Understanding the relatively complex area of pensions is not necessarily easy when workers have widely varying educational levels. Prior to the Pensions Act’s promulgation in 2004, a good understanding of proper pension practices was restricted to actuaries, a few professional trustees and the shrewd businessman whose main interest was not the preservation of benefits for employees upon retirement. However, there can be little doubt that the laws and regulations affecting pension plans in Jamaica now recognize the importance of best practices in relation to plan disclosures and communications.
Regulation 12 of the Governance Regulations under the Pensions (Superannuation Funds and Retirement Schemes) Act (“the Pensions Act”) provides that:
“Information disclosed to participants, beneficiaries and their representatives shall be clear, accurate, complete and timely and where the use of technical jargon is unavoidable it shall be accompanied by an explanation in simple language.”
The law is one thing, but, in the Jamaican context, some questions remain to be explored. Is Regulation 12 being observed by pension trustees and employers? I doubt that there is any unanimity in the response to this. Some pension plans do a commendable job in ensuring that this and similar Regulations are seriously being taken to heart. Meetings between trustees and members are held frequently and the content of communications is clear and comprehensive.
However, there are other plans where mere lip-service is paid to the best practices of plan disclosures and communications. Not only are meetings with plan members held infrequently, but oftentimes there is insufficient sensitivity to the lack of familiarity with pension plan practice.
Clarity of communication is even more important in a traditionally high interest rate environment in which employees sometimes struggle to understand the basic pension philosophy which proclaims: “don’t spend now – provide for later.”
The effective dissemination of information to the members of a pension plan is just as important as the use of simple language in pension plan documents.
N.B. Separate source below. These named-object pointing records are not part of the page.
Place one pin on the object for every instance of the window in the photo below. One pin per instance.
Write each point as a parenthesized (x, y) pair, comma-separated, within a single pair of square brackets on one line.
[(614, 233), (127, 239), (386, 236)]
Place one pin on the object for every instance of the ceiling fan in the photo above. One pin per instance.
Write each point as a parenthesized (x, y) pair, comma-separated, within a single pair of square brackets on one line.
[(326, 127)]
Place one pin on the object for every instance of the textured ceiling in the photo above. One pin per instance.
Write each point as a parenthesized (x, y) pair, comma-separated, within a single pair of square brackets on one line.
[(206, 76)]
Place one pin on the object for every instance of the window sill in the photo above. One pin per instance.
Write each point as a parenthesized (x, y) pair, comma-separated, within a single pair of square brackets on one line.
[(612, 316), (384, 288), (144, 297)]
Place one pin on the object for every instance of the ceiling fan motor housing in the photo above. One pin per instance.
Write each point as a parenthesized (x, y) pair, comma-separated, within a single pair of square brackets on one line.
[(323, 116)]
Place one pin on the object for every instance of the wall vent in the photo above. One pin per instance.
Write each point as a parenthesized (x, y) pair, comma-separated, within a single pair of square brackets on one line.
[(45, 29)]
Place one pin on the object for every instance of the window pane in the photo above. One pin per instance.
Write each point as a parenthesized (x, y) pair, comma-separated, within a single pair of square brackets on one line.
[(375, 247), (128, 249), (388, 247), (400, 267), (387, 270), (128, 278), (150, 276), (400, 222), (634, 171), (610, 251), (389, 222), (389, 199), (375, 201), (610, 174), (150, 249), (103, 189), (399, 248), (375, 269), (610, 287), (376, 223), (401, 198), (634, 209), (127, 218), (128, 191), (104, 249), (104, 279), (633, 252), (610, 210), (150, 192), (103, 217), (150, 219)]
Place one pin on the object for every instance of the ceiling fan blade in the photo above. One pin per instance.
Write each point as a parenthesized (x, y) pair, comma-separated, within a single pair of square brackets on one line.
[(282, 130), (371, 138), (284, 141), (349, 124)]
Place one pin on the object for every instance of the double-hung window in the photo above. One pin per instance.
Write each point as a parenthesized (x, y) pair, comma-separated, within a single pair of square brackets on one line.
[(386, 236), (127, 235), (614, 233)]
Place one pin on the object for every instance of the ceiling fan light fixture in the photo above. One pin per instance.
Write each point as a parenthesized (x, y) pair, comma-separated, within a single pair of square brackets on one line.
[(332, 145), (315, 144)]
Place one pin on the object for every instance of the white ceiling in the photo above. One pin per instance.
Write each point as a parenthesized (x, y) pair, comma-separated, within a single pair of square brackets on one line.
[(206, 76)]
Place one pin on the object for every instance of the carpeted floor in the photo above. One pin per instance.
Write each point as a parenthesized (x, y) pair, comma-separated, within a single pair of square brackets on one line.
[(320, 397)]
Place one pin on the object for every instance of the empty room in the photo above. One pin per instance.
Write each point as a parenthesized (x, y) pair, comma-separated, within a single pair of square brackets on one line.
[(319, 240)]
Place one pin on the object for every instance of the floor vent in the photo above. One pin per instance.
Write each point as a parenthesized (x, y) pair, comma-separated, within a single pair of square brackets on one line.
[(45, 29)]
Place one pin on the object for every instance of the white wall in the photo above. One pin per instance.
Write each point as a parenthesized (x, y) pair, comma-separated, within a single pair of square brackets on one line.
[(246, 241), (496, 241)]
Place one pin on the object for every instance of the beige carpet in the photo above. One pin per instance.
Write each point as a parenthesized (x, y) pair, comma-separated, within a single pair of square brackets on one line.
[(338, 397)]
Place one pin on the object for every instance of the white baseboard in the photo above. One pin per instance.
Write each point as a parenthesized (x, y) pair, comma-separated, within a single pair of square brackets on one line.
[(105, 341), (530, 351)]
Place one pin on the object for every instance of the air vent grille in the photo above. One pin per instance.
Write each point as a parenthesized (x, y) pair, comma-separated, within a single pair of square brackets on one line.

The Pension Regulations stipulate that new members are to be supplied with a free copy of the members’ handbook upon joining the plan. The trustees are also to prepare and distribute benefit statements annually, which ought to contain general information on the plan as well as the member’s accrued benefits as at the end of the statement period.
Arguably, the Electronic Transactions Act should aid in the discharge of these duties as it facilitates electronic communication if both parties consent. The danger of electronic communication is, of course, that it can sometimes satisfy the requirement of communication without having the assurance that there is genuine understanding of the subject of the communication. Whether all employees have sufficient access to computers is another issue.
There is still some doubt as to whether the Pension Act and the Regulations there under should be amended to specifically address electronic communication. Amendment of the Pensions Act and Regulations is probably unnecessary but may still not be a bad idea to put the point beyond question.
The Regulations also provide for members to be provided with copies of the Trust Deed and Rules of the Plan and to receive Information Folders which contain: a description of the Plan’s operations; fees and taxes; the scope and limitation of investments; descriptions of application of earnings and explanation of risks and statement of values and rates of return.
There exists considerable doubt; however, whether the disclosures and communications made to members genuinely assists them in the financial literacy which is key to understanding benefit statements, options offered to members on winding-up, plan conversions and the like. It is one thing to be clear and avoid technical jargon; it is quite another to arm members with the knowledge and understanding they need in order to make reasonable decisions about their future.